Publications by authors named "Meaghan M Aalto"

2 Publications

  • Page 1 of 1

Prophylactic use of negative pressure wound therapy after cesarean delivery.

Obstet Gynecol 2015 Feb;125(2):299-307

Department of Obstetrics and Gynecology, University at Buffalo, Buffalo, New York; Social Science Research Center, Mississippi State University, Starkville, Mississippi; and the Department of Global Health and Population, Harvard School of Public Health, Boston, Massachusetts.

Objective: To evaluate the economic benefit of prophylactic negative pressure wound therapy on a closed laparotomy incision after cesarean delivery in comparison with standard postoperative dressing.

Methods: We designed a decision-analytic model from a third-party payer's perspective to determine the cost-benefit of prophylactic application of negative pressure wound therapy compared with standard postoperative dressing on a closed laparotomy incision after cesarean delivery. Our primary outcome measure was the expected value of the cost per strategy. Baseline probabilities and cost assumptions were derived from published literature. We conducted sensitivity analyses using both deterministic and probabilistic models.
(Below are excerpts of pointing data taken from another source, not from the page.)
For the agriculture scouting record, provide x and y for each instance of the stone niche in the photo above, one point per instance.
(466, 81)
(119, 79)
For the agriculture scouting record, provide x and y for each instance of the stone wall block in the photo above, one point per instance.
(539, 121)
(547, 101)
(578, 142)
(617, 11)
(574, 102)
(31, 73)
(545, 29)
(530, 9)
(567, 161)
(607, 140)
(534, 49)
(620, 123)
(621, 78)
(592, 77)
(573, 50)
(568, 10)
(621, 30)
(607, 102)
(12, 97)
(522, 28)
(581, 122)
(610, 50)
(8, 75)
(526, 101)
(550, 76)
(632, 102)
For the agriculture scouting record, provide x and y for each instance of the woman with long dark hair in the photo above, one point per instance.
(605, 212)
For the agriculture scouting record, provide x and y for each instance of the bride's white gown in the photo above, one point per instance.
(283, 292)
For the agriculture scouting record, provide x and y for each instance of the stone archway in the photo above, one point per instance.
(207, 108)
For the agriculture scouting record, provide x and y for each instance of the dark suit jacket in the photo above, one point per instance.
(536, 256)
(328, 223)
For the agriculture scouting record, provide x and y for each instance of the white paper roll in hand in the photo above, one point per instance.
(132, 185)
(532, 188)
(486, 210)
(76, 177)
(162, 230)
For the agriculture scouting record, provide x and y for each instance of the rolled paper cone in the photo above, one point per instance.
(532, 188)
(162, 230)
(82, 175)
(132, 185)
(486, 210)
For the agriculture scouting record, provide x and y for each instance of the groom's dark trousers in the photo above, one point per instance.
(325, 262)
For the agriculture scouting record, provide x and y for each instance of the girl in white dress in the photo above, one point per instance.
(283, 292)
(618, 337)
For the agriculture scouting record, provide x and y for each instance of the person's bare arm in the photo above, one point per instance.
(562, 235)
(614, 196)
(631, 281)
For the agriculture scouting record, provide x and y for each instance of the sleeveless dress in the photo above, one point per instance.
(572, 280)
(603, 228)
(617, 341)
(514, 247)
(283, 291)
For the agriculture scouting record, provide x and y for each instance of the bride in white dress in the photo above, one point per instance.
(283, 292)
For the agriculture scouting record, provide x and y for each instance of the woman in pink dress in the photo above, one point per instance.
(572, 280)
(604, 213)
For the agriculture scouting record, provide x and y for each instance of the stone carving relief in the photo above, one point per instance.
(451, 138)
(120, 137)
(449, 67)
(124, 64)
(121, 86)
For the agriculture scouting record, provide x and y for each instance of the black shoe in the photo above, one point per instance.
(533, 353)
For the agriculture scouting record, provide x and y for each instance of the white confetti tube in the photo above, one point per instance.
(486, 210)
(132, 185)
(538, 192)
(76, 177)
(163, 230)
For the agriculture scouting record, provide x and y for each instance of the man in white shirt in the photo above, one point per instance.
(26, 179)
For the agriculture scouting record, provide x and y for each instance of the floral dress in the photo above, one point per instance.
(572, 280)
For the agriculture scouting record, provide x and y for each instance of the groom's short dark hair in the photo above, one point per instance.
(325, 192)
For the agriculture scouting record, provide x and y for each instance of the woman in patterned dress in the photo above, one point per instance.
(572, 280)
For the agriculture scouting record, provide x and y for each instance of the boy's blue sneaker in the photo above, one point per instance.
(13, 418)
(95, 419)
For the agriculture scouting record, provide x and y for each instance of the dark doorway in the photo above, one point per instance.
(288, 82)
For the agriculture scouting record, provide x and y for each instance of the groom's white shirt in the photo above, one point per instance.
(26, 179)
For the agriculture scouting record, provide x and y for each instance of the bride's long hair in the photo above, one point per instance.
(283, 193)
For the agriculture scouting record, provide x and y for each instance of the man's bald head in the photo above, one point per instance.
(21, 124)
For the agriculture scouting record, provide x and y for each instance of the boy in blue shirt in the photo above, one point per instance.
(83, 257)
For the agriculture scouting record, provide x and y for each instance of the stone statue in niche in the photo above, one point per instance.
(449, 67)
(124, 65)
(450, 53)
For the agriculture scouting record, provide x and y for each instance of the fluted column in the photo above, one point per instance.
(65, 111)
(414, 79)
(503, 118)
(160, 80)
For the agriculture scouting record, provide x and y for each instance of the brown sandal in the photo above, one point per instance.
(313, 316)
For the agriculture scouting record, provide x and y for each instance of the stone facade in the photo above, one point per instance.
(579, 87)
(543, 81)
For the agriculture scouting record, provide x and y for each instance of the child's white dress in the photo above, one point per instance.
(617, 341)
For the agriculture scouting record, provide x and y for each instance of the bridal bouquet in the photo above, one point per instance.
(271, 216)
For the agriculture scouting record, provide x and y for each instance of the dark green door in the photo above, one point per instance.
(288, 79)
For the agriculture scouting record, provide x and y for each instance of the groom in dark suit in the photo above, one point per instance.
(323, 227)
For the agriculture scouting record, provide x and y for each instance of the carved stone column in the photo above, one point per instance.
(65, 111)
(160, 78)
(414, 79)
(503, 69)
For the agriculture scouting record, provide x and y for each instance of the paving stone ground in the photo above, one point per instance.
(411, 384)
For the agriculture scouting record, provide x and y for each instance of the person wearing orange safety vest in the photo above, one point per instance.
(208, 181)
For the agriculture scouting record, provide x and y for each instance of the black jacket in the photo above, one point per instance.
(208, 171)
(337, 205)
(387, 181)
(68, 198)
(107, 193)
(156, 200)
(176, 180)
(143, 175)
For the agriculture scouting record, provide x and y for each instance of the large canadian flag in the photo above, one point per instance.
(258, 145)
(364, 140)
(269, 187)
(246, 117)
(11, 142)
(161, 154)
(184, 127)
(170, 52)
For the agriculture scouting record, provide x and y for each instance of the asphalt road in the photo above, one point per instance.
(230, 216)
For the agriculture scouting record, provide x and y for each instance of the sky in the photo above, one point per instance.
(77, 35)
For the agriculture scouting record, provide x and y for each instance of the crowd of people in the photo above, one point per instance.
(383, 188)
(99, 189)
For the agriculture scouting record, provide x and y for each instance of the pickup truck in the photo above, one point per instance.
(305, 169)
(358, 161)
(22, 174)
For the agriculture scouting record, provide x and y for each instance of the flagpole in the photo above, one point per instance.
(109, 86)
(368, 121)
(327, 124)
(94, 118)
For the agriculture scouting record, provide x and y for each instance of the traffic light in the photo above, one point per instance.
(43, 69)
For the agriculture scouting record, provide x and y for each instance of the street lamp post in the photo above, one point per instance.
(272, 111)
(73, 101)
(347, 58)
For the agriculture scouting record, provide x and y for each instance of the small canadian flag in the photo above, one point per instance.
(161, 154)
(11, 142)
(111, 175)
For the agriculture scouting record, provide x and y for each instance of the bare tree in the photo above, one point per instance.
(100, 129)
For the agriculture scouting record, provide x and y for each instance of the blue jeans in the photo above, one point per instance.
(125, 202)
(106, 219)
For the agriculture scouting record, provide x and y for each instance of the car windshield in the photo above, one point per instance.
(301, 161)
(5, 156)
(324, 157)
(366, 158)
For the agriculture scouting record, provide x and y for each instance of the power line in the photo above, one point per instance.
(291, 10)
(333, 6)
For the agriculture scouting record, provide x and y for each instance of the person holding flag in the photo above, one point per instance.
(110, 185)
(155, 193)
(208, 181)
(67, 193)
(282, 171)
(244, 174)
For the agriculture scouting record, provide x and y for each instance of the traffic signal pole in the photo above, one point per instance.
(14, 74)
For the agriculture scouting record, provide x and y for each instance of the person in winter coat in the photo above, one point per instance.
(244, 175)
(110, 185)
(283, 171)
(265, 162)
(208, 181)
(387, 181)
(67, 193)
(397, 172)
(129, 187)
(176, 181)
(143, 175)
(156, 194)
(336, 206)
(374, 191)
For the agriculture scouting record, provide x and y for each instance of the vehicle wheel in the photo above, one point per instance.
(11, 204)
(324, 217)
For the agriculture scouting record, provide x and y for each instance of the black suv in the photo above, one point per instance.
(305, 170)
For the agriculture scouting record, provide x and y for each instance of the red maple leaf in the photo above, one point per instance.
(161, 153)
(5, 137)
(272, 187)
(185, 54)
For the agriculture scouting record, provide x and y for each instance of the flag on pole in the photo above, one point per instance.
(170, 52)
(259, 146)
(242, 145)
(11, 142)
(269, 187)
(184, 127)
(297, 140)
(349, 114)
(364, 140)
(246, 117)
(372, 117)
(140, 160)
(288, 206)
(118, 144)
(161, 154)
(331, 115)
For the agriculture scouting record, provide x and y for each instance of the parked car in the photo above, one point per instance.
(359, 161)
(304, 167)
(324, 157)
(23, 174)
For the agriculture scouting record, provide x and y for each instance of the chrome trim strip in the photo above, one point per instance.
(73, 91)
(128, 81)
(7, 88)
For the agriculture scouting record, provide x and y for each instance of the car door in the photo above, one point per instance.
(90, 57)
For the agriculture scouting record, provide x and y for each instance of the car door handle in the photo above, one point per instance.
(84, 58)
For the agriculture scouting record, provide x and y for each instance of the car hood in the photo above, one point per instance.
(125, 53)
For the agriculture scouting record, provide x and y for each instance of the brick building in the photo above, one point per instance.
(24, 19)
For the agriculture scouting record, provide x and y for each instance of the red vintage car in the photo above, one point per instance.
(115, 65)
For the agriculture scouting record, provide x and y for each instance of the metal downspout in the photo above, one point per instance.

Cost estimates reflect 2014 U.S. dollars.

Results: Under our baseline parameters, standard postoperative dressing was the preferred strategy. Standard postoperative dressing and prophylactic negative pressure wound therapy cost $547 and $804 per strategy, respectively. Sensitivity analyses showed that prophylactic negative pressure wound therapy can be cost-beneficial if it is priced below $192; standard postoperative dressing is the preferred strategy among patients with surgical site infection rate of 14% or less. If surgical site infection rates are greater than 14%, prophylactic negative pressure wound therapy could be cost-beneficial depending on the degree of reduction in surgical site infections. At a surgical site infection rate of 30%, the rate must be reduced by 15% for negative pressure wound therapy to become the preferred strategy. Monte Carlo simulation of 1,000 patients in 1 million trials showed that standard postoperative dressing was the preferred cost-beneficial strategy with a frequency of 85%.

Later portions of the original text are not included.